Artificial intelligence-assisted indoor signal propagation and modem placement optimization
摘要
Accurate modeling of structural obstacles affecting electromagnetic signal propagation in indoor spaces is important in planning wireless communication systems. This study proposes a hybrid and data-driven method that integrates 3D point cloud data with wireless signal strength measurements (RSSI) to model the effect of structural elements on electromagnetic signal propagation in indoor spaces. Unlike traditional approaches, the proposed method can estimate the location, geometry, and signal attenuation effect of walls without requiring any prior knowledge of building materials. In the first stage, surface meshing is performed on the point cloud data, and then density-based wall segmentation is performed using the DBSCAN algorithm.
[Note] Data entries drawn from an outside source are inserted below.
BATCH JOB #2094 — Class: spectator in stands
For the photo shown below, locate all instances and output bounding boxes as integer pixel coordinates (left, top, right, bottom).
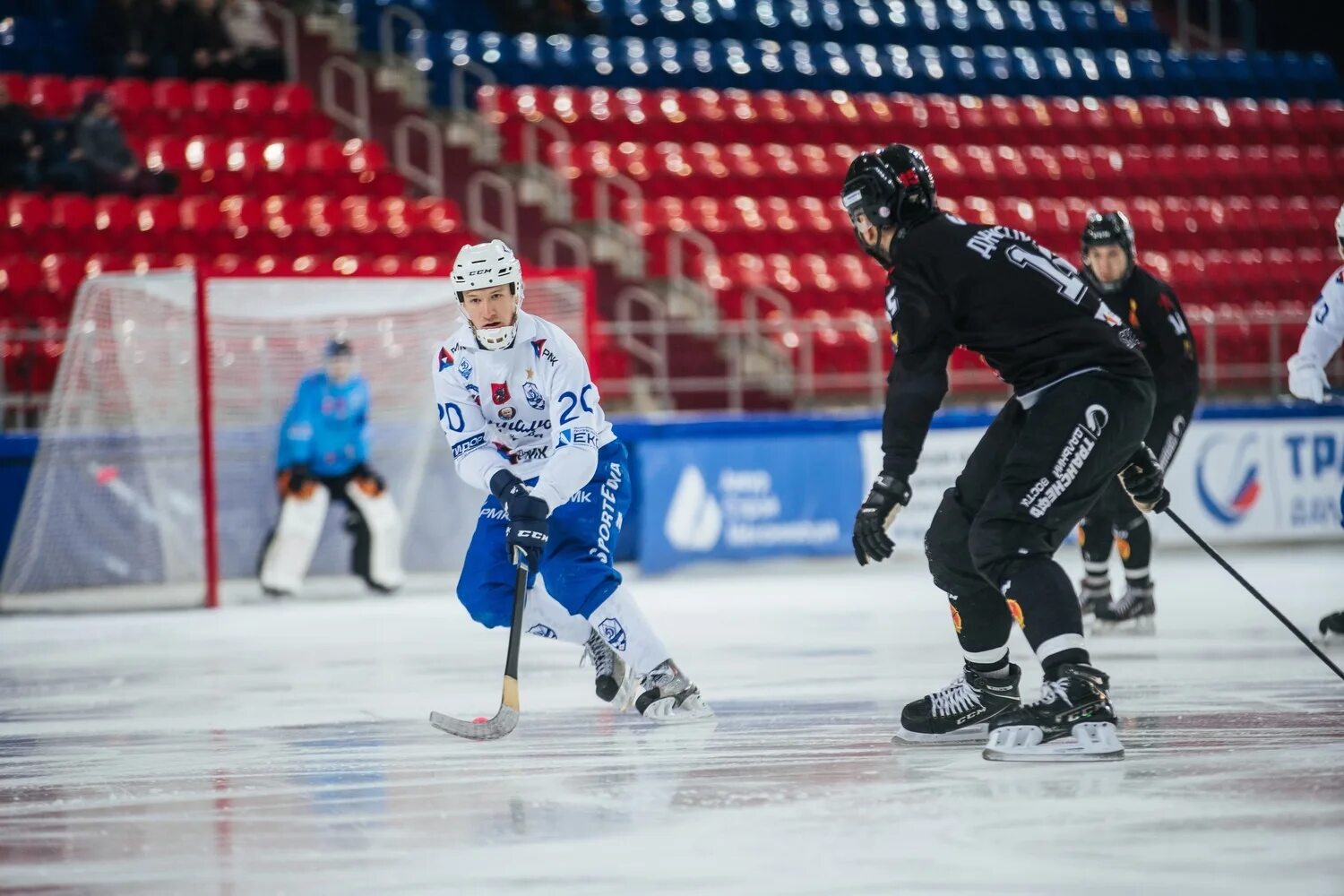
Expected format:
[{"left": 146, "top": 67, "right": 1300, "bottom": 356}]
[
  {"left": 220, "top": 0, "right": 285, "bottom": 82},
  {"left": 0, "top": 81, "right": 42, "bottom": 189},
  {"left": 74, "top": 92, "right": 177, "bottom": 194},
  {"left": 147, "top": 0, "right": 196, "bottom": 78},
  {"left": 495, "top": 0, "right": 605, "bottom": 35},
  {"left": 89, "top": 0, "right": 160, "bottom": 78},
  {"left": 182, "top": 0, "right": 238, "bottom": 79}
]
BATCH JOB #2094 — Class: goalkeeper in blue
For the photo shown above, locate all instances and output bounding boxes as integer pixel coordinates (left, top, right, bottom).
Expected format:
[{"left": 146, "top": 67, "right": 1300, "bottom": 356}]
[
  {"left": 261, "top": 339, "right": 406, "bottom": 597},
  {"left": 433, "top": 239, "right": 714, "bottom": 721}
]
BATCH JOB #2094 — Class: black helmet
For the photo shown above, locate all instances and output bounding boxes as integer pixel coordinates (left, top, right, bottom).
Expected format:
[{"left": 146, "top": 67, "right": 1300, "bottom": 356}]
[
  {"left": 840, "top": 143, "right": 938, "bottom": 267},
  {"left": 323, "top": 336, "right": 355, "bottom": 358},
  {"left": 1083, "top": 211, "right": 1134, "bottom": 293}
]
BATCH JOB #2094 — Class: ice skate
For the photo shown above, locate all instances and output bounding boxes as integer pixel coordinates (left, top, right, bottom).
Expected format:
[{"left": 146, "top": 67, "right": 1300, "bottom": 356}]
[
  {"left": 984, "top": 664, "right": 1125, "bottom": 762},
  {"left": 1091, "top": 584, "right": 1158, "bottom": 634},
  {"left": 581, "top": 629, "right": 636, "bottom": 712},
  {"left": 1078, "top": 579, "right": 1110, "bottom": 618},
  {"left": 892, "top": 664, "right": 1021, "bottom": 745},
  {"left": 1317, "top": 610, "right": 1344, "bottom": 641},
  {"left": 634, "top": 659, "right": 714, "bottom": 723}
]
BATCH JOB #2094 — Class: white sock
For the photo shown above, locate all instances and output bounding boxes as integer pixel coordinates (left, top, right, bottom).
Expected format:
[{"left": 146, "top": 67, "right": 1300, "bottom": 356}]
[
  {"left": 589, "top": 589, "right": 671, "bottom": 676},
  {"left": 523, "top": 578, "right": 593, "bottom": 645}
]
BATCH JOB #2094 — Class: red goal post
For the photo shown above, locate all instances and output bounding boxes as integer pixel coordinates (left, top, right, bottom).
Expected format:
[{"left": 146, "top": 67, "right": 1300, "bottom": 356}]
[{"left": 0, "top": 269, "right": 597, "bottom": 610}]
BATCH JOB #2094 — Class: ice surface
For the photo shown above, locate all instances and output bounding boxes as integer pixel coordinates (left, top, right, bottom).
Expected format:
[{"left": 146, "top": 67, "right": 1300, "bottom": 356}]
[{"left": 0, "top": 546, "right": 1344, "bottom": 896}]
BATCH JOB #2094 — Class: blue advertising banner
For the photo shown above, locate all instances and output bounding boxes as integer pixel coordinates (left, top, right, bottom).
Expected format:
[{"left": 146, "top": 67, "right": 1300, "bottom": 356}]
[{"left": 636, "top": 433, "right": 868, "bottom": 573}]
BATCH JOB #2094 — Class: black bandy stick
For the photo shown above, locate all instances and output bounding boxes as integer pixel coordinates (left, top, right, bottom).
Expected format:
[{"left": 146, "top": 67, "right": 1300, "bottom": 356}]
[
  {"left": 1164, "top": 508, "right": 1344, "bottom": 680},
  {"left": 429, "top": 548, "right": 529, "bottom": 740}
]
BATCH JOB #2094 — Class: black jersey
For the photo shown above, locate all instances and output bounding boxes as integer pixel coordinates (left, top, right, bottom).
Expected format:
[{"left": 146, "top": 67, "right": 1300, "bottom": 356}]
[
  {"left": 882, "top": 215, "right": 1152, "bottom": 478},
  {"left": 1107, "top": 264, "right": 1199, "bottom": 404}
]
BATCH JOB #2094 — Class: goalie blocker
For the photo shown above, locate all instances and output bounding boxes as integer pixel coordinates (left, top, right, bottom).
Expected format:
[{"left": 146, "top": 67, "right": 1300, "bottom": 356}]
[{"left": 261, "top": 465, "right": 406, "bottom": 597}]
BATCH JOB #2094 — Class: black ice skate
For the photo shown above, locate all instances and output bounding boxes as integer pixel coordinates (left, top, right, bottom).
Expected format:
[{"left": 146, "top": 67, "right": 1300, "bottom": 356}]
[
  {"left": 1320, "top": 610, "right": 1344, "bottom": 641},
  {"left": 892, "top": 664, "right": 1021, "bottom": 745},
  {"left": 1093, "top": 584, "right": 1158, "bottom": 634},
  {"left": 1078, "top": 579, "right": 1110, "bottom": 618},
  {"left": 634, "top": 659, "right": 714, "bottom": 723},
  {"left": 984, "top": 664, "right": 1125, "bottom": 762},
  {"left": 581, "top": 629, "right": 634, "bottom": 712}
]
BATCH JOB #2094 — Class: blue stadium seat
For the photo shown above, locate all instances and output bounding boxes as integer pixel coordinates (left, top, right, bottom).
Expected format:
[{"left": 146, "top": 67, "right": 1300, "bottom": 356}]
[
  {"left": 980, "top": 44, "right": 1021, "bottom": 97},
  {"left": 1040, "top": 47, "right": 1082, "bottom": 97}
]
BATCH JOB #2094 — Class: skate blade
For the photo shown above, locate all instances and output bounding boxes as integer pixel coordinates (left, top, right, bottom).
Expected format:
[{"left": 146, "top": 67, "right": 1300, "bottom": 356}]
[
  {"left": 644, "top": 696, "right": 714, "bottom": 726},
  {"left": 892, "top": 723, "right": 989, "bottom": 747},
  {"left": 1088, "top": 616, "right": 1158, "bottom": 637},
  {"left": 981, "top": 721, "right": 1125, "bottom": 762},
  {"left": 607, "top": 673, "right": 640, "bottom": 712}
]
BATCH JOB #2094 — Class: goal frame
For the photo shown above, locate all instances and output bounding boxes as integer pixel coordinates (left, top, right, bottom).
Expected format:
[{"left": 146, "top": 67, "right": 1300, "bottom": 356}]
[{"left": 15, "top": 264, "right": 597, "bottom": 617}]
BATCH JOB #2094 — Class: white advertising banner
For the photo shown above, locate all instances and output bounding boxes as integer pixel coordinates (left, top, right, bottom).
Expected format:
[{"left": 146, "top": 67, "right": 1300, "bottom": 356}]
[{"left": 859, "top": 417, "right": 1344, "bottom": 552}]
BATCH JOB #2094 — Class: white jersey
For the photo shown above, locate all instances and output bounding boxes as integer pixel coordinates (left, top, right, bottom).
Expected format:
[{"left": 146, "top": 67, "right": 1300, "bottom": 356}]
[
  {"left": 1297, "top": 267, "right": 1344, "bottom": 369},
  {"left": 433, "top": 309, "right": 616, "bottom": 511}
]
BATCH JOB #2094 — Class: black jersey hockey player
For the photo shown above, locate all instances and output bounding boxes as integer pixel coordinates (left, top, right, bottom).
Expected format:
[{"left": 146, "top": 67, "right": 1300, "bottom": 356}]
[
  {"left": 841, "top": 143, "right": 1167, "bottom": 761},
  {"left": 1078, "top": 211, "right": 1199, "bottom": 630}
]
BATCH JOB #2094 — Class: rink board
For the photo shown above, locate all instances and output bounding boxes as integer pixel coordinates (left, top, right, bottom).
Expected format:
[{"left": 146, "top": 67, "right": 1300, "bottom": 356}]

Each wall cluster obtained is matched with the RSSI data measured on-site, signal deviations are analyzed, and the WAI is calculated for each wall. These indices provide an indirect estimation of physical parameters that cannot be measured directly, such as electromagnetic permeability and are used as decision-support tools for the optimum positioning of access points in indoor spaces. Experimental results show that the proposed approach provides significant increases in signal strength and that access points can be determined without requiring knowledge of the building materials of wireless communication systems. Experimental results show that the proposed method has a generalizable structure for smart building applications and indoor digital twin systems.